Ed Ricketts labored over these two complex essays to express his philosophical world-view. Non-teleological Thinking is included in the text of The Log to the Sea of Cortez and has confused readers for generations. Here are six lines from the sixteen pages in the book to give an essence of his views.
The essays probably represent his rebellion against reductionist specialization in science and a way to counter simplistic, self-satisfying thinking (which he labeled 'teleological') with a combination of deep understanding and acceptance of the unresolvable. The philosophy of science has come a long way in the last sixty years and we will try to understand what Ricketts was trying to say and how it may correspond to this pluralistic discipline.

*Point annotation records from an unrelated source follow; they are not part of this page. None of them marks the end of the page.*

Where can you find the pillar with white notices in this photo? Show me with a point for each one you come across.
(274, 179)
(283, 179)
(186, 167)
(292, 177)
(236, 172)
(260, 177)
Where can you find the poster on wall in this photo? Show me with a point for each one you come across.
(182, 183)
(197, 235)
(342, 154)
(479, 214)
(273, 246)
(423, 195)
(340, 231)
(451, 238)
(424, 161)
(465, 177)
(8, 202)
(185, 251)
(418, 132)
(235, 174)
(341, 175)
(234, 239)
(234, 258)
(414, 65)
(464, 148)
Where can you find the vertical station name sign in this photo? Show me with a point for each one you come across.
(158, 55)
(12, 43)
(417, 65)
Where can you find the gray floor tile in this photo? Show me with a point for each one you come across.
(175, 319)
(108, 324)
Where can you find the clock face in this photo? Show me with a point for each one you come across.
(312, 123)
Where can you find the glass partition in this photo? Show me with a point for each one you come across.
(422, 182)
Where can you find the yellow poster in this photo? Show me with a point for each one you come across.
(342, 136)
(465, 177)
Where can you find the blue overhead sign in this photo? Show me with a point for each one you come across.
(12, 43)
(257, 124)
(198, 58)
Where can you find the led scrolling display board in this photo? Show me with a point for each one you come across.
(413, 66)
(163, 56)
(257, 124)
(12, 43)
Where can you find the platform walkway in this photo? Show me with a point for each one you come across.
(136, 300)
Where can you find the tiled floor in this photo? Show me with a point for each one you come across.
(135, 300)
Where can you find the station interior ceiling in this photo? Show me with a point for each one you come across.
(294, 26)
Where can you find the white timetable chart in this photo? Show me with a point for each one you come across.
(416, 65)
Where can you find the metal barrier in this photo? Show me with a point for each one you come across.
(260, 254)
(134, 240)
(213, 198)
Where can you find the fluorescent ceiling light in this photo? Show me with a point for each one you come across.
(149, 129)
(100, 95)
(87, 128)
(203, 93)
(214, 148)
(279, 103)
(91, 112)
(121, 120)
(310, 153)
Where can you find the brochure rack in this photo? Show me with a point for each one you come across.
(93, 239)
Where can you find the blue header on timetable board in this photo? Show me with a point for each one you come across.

The incredible success of specialization and reductionist approaches in all branches of science creates a paradox. As we analyze any complex system, we find simple laws and regularities as we approach lower and more fundamental levels. We can map the genetic blueprint of a species but given a genetic blueprint of an unknown we cannot predict the organism it would produce? How are frogs, coral reefs and symphonies inherent in the fundamental laws of physics that structure the cosmos? If a group of ecologists studies a community at a site and establishes species population dynamics, species interactions and how they respond to environmental forcing, how well does this knowledge transfer to similar sites and how well can we predict future species or community states? What if it is a fishery? How and why do consciousness and free will emerge from neuronal activity in the brain....or do they? Appeal to chaos, complexity theory, systems analysis and a variety of interdisciplinary approaches to unraveling complex issues have become common over the last few decades. A recent initiative of the National Science Foundation is the support of biocomplexity research to understand the dynamics of human society coupled to natural systems. The holistic nature of this approach is treated in the 2001 paper, Defining and Unraveling Biocomplexity (BioScience. 51)
For a very long time ecologists at major universities avoided applied problems and participation in policy decisions. Those who did research on fisheries, forestry and agriculture were usually in separate departments and there was no interaction with ecologists. Rachel Carson and Silent Spring may have started an environmental awakening, and soon after Paul Erlich began to voice a highly public concern about potential environmental impacts of human population growth. This began a movement in ecology that has grown to the point that most ecologists both work on environmental issues and do what they can to influence policy decisions. An excellent introduction to recommendations for ocean policy is the PEW Ocean Commission's report America's Living Oceans. PEW has additional reports on marine aquaculture, marine protected areas, ecosystem based fisheries management and other conservation issues. All are responsible and thoughtful contributions. As we deal with establishing management policy for large natural systems that interact with human society, holistic approaches become ever more important.